I didn't say above that (/0.0 0.0) should give `arith-error'. I suggested
that perhaps `numberp' should return nil for a NaN argument, since "NaN"
means "not a number" and "numberp" means "a number". NaN is a floating-point
value, but is it a number?

    As for a way to test for a NaN, try this:
           (= (/ 0.0 0.0) (/ 0.0 0.0))
    It should evaluate to nil, since a NaN is defined to fail _any_
    arithmetic comparison, even a comparison to itself.

That doesn't tell me how to test if `foobar' is a NaN. See my previous
email: I knew I could test `(equal foo 0.0e+Nan)', but I thought I would
need to test against all of the possible NaN values.

A bit of experimenting shows, however, that, at least on my system, the
mantissa doesn't matter: (equal 0.0e+NaN -0.0e+NaN) is `t', as is (equal
1.0e+NaN -99.5e+NaN).
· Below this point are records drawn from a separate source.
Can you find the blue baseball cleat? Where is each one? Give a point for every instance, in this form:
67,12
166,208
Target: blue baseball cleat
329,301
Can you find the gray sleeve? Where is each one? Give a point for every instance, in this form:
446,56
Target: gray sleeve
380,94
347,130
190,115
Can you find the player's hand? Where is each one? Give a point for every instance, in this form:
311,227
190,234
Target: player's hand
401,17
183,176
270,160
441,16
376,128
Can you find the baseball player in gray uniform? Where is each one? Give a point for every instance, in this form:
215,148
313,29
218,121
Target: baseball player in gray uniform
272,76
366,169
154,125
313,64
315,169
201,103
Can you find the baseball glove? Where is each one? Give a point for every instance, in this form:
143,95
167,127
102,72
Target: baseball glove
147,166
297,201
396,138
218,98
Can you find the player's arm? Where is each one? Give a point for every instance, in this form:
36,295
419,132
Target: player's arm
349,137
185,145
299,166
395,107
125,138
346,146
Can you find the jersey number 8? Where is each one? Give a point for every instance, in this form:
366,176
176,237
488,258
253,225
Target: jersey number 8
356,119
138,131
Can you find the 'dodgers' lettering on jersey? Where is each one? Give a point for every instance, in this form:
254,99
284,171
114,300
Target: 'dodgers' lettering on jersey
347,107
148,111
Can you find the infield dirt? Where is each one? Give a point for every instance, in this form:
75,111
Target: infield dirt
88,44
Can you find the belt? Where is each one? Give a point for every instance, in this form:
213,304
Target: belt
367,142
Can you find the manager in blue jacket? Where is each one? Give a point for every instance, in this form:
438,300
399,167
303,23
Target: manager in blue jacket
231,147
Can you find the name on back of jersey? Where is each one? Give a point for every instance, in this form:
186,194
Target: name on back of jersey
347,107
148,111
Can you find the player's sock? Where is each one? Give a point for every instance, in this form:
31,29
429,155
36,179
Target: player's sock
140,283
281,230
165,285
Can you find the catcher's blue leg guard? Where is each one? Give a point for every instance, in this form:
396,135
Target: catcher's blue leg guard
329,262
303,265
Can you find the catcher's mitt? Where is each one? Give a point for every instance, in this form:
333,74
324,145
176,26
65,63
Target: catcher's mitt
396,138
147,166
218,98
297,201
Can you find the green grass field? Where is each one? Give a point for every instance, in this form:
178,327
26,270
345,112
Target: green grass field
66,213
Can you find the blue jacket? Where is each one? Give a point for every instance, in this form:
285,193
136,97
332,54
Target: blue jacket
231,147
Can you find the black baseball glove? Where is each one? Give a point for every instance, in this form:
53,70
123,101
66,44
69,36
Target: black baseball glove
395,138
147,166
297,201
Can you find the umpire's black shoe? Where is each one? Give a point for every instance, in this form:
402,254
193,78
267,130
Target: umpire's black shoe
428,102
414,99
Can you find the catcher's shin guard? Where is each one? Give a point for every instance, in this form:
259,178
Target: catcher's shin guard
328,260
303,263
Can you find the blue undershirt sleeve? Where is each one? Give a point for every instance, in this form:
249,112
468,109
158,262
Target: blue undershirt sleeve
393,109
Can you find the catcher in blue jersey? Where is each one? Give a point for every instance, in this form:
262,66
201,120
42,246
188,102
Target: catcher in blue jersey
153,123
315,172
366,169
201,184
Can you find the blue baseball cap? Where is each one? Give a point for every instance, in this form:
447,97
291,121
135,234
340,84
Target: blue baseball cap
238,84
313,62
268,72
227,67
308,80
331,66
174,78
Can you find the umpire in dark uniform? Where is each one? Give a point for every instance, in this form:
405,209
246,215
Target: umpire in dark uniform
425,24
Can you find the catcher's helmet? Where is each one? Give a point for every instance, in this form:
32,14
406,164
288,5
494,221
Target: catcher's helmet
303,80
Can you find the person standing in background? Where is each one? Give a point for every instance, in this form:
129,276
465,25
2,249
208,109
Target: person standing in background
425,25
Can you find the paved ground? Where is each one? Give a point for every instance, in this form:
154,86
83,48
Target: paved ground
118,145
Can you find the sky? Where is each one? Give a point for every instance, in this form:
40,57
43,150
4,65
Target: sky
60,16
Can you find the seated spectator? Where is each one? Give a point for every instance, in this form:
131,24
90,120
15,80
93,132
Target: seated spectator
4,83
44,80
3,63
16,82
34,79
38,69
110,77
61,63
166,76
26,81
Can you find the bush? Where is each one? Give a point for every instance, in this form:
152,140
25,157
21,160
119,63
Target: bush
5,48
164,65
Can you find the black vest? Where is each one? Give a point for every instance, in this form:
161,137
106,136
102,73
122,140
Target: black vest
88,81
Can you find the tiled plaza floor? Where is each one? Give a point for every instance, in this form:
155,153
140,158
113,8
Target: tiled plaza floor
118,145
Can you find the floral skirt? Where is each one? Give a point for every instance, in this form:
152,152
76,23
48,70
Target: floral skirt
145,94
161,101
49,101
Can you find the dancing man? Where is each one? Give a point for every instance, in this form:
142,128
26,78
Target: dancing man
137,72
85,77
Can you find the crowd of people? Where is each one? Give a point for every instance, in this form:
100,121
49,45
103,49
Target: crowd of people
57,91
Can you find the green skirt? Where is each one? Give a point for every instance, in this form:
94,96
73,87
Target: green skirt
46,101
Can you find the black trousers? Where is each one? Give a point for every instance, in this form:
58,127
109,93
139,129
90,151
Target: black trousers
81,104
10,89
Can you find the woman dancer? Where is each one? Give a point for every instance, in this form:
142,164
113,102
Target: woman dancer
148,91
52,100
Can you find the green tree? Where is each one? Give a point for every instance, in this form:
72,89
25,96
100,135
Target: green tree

There is effectively only a single NaN value.

So I guess the answer to my original question is this:

 (and (condition-case nil (setq foo (/ 0.0 0.0)) (arith-error nil))
      (not (equal 0.0e+NaN foo)))

Ugly, perhaps, but usable.

BTW, here is something I didn't expect:

 `M-:  0.0e+NaN' returns -0.0e+NaN
 `M-: -0.0e+NaN' returns  0.0e+NaN

The reader seems to flip the (irrelevant) sign.